He shifts his weight, his lips finding my temple. He looks past me, at our two reflections ghosting against the endless city lights—one pale and shattered, the other dark and victorious.
Forty One
Kinsley
The world comes back in pieces.
The feeling of the cold, unyielding glass against my back and the slick heat of our joined bodies. My legs, still wrapped around his waist, tremble with a profound, cellular exhaustion. I am a marionette whose strings have been cut, held up only by the sheer, unyielding strength of the man buried deep inside me.
He doesn’t pull out. He stays, holding me, letting the last of my tremors subside. His forehead is pressed against mine, his eyesclosed. The predatory fire is gone, banked into a low, satisfied glow. The hunter is at rest.

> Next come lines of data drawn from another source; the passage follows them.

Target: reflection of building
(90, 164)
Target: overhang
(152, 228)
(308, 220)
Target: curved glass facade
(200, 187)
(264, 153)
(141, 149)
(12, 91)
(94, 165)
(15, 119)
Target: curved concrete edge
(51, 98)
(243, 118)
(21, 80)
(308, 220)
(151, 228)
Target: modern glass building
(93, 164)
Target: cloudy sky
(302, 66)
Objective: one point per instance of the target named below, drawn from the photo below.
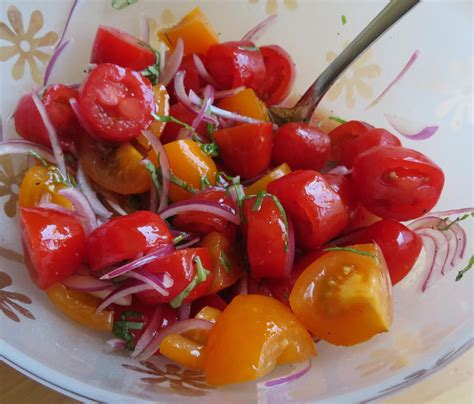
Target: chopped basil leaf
(120, 4)
(224, 260)
(352, 250)
(201, 276)
(469, 265)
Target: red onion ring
(139, 262)
(176, 328)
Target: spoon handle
(392, 12)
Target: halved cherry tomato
(261, 184)
(116, 103)
(80, 307)
(190, 164)
(344, 297)
(342, 135)
(235, 64)
(195, 31)
(125, 237)
(39, 181)
(204, 223)
(266, 230)
(397, 183)
(245, 103)
(183, 114)
(182, 267)
(280, 74)
(317, 212)
(30, 126)
(246, 149)
(54, 245)
(400, 246)
(300, 146)
(254, 333)
(226, 266)
(115, 168)
(367, 140)
(112, 45)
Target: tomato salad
(166, 208)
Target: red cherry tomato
(397, 183)
(317, 212)
(30, 126)
(112, 45)
(400, 246)
(267, 238)
(279, 77)
(54, 245)
(181, 267)
(300, 146)
(367, 140)
(116, 103)
(204, 223)
(343, 134)
(235, 64)
(124, 237)
(183, 114)
(246, 149)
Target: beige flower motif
(355, 79)
(24, 43)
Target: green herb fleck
(469, 265)
(224, 260)
(337, 119)
(201, 276)
(352, 250)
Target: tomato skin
(116, 103)
(246, 149)
(112, 45)
(204, 223)
(397, 183)
(367, 140)
(54, 245)
(400, 246)
(235, 64)
(300, 146)
(280, 74)
(267, 239)
(317, 212)
(343, 135)
(30, 126)
(180, 267)
(125, 237)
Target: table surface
(453, 385)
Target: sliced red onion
(411, 129)
(123, 291)
(407, 66)
(139, 262)
(299, 372)
(201, 69)
(157, 282)
(86, 283)
(173, 64)
(53, 137)
(255, 33)
(164, 165)
(54, 58)
(148, 334)
(114, 345)
(176, 328)
(190, 205)
(89, 193)
(82, 207)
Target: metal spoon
(304, 108)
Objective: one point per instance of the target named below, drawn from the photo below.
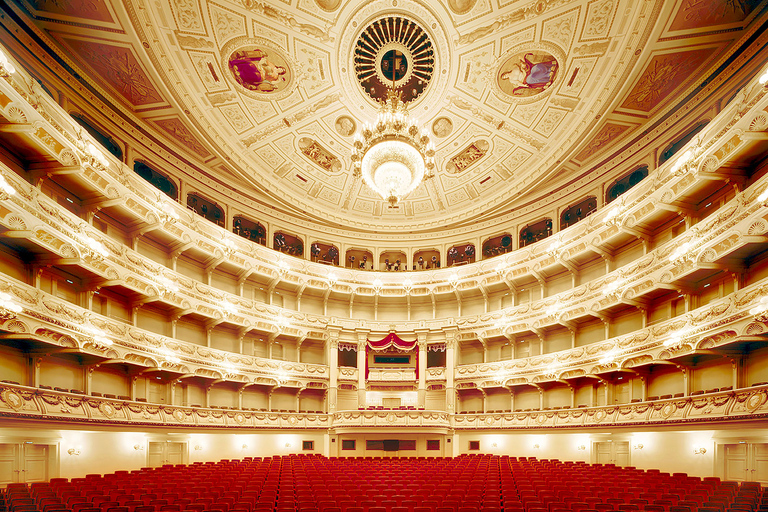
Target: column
(450, 362)
(332, 348)
(362, 343)
(422, 397)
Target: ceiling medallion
(526, 73)
(394, 154)
(394, 50)
(260, 70)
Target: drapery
(388, 341)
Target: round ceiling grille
(394, 49)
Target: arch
(102, 138)
(324, 253)
(425, 259)
(578, 211)
(287, 243)
(539, 230)
(392, 260)
(497, 245)
(676, 145)
(206, 208)
(359, 258)
(626, 182)
(157, 179)
(461, 254)
(249, 229)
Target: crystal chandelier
(393, 155)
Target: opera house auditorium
(383, 256)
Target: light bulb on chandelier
(394, 155)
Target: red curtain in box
(388, 341)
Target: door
(746, 462)
(9, 468)
(760, 463)
(736, 461)
(23, 463)
(612, 452)
(621, 453)
(175, 453)
(621, 393)
(157, 392)
(159, 453)
(603, 451)
(35, 462)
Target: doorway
(169, 452)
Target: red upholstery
(311, 483)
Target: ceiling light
(394, 154)
(96, 247)
(6, 187)
(6, 302)
(763, 78)
(6, 66)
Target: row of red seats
(311, 483)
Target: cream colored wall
(667, 451)
(13, 366)
(112, 450)
(421, 445)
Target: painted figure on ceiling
(524, 74)
(254, 70)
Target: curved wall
(125, 309)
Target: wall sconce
(763, 78)
(6, 66)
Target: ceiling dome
(528, 103)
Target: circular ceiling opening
(394, 50)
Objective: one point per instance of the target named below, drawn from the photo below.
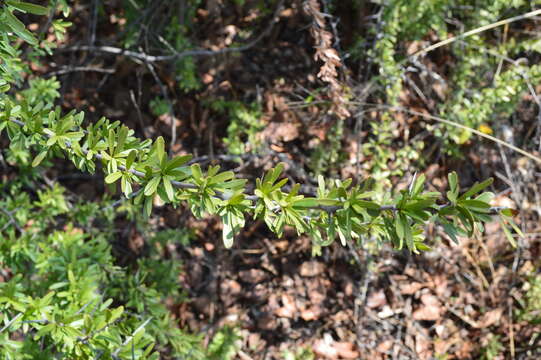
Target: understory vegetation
(315, 179)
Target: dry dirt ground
(358, 302)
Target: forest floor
(457, 301)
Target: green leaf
(196, 172)
(227, 234)
(19, 29)
(130, 159)
(39, 158)
(307, 203)
(27, 7)
(508, 234)
(453, 183)
(222, 177)
(168, 188)
(147, 210)
(452, 231)
(152, 185)
(477, 187)
(111, 178)
(177, 161)
(160, 149)
(476, 205)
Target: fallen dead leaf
(376, 299)
(312, 268)
(490, 318)
(430, 310)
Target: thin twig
(178, 55)
(11, 322)
(476, 31)
(68, 70)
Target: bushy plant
(62, 294)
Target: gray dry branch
(329, 56)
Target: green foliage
(493, 349)
(483, 87)
(300, 354)
(159, 106)
(73, 301)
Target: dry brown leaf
(490, 318)
(312, 268)
(430, 310)
(376, 299)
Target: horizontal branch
(326, 208)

With a final, deep breath he pulls back, a slow, deliberate withdrawal that makes my empty womb ache. The sense of loss is immediate and profound. He unwraps my legs from his waist and, with an effortless grace, lifts me into his arms.
I am limp, my head lolling against his shoulder. He carries me away from the window, away from the glittering, indifferent city. He lays me down on the cool, dark sheets of the enormous bed. I lie there, a tangled mess of limbs, watching him through heavy-lidded eyes. He stands over the bed, a dark, powerful silhouette against the firelight, just looking down at me.

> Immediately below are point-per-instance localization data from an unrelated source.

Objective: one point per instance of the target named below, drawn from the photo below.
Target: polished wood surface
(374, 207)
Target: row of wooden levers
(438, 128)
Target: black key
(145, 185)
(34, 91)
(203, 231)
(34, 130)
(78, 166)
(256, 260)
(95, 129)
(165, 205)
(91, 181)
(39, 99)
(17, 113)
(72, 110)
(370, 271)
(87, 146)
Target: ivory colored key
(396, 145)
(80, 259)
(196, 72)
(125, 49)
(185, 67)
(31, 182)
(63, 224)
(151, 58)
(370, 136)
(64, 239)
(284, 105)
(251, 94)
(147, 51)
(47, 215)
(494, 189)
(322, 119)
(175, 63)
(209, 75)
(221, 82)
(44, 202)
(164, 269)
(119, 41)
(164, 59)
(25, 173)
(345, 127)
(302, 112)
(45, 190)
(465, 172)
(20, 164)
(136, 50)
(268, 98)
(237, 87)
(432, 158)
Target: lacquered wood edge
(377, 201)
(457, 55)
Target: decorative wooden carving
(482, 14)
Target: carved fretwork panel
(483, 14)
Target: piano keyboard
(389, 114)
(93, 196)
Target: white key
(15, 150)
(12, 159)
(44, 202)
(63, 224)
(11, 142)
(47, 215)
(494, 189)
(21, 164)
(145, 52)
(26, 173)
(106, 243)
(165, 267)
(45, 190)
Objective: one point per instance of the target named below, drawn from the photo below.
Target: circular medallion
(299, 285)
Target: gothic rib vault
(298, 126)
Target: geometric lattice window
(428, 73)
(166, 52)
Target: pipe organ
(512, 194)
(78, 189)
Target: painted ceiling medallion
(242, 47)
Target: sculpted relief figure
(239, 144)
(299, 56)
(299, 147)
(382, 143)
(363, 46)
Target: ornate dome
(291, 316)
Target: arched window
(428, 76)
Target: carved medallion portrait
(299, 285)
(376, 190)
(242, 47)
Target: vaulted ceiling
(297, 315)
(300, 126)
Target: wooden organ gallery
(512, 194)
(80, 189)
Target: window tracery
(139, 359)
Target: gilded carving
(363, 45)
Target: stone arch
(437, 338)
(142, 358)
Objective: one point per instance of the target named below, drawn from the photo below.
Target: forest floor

“Perfect,” he whispers, the word a soft, reverent sigh. “Even more perfect like this.”
He moves to the en-suite bathroom, and I hear the sound of running water. I don’t move. My body is a foreign country, conquered and claimed. A strange sense of peace settles over me; a terrifying, absolute calm. The storm inside my head, the one that has raged for my entire life, is finally quiet.
He returns with a warm, damp cloth in his hand and sits on the edge of the bed.
“Look at you,” he murmurs, his voice soft, almost a caress. He gently wipes the sweat from my brow, his touch impossibly tender. “So beautifully undone for me.”
He continues his slow, methodical work, cleaning the tear tracks from my cheeks and the smudged makeup beneath my eyes. His movements are proprietary, like a curator tending to a priceless, newly acquired artifact.
“Is the storm quiet now, Kinsley?” he asks, his voice a low rumble. He doesn’t wait for an answer as he carefully cleans the slickness of our joining from my inner thighs. “I told you I would be your peace.”
When he’s done, he tosses the cloth aside. He pulls the heavy duvet up, cocooning me in warmth and the scent of him. My eyes feel heavy, the pull of sleep a powerful, irresistible tide.
“Where did you go?” I whisper, the words raspy. I felt myself shatter, my mind dissolving into pure sensation.
He leans over me, his face close to mine. “I didn’t go anywhere,” he murmurs, his thumb stroking my cheek. “I was just finally putting all your broken pieces back together. My way.”
He stands and walks to the small table where he had placed the locket. He picks it up, the platinum glinting in the firelight as he comes back to the bed and sits beside me again.
“I took this off so I could have you,” he says softly, his voice a low, intimate confession. He gently lifts my head, and I feel the cool, familiar weight of the chain as he fastens the clasp, and the platinum square settles into the hollow of my throat. “I’m putting it back on so I can keep you.”
He leans down, his lips brushing my ear. “Let it remind you, even in your dreams, who you belong to. Let it remind you how good it feels to be mine.”
The exhaustion is absolute. As my eyes drift shut, the last thing I am aware of is the heavy, cold weight of the locket against my skin; a permanent brand, a beautiful, inescapable anchor.
“Sleep, my beautiful storm,” he says, his voice a low, possessive rumble in the dark. “I’ll be here.”
Forty Two
Kinsley
Iwake up to color.
Not the flat, lifeless grey of a world I no longer belong to but a soft, warm gold. Morning light streams through the colossal windows, catching dust motes that dance like tiny, glittering diamonds in the air. The sheets pooled around me are a deep, rich charcoal, and the skin of the man whose arms are wrapped securely around me is a warm, living bronze.
I am held.
For the first time in my life, I feel utterly and completely safe. His arm is a heavy, possessive weight around my waist, his body a solid wall of heat at my back. His breathing is a slow, steady rhythm against my hair. I slept through the night, a deep, dreamless sleep anchored by his presence. The storm that has raged inside my head for as long as I can remember is… quiet. There is no static, no chaos, just a profound and unnerving calm.
Is this what he meant, when he said, “If you have chaos going on in your mind, then I need to be your peace”?
My fingers drift to my throat, finding the cool, heavy weight of the platinum locket. It doesn't feel like a collar this morning. It feels like a promise. A brand of belonging. I turn slowly, carefully in his arms to face him. His eyes are closed, his dark lashes stark against his skin. In sleep, the hard, predatory lines of his face are softened. He looks younger, almost peaceful.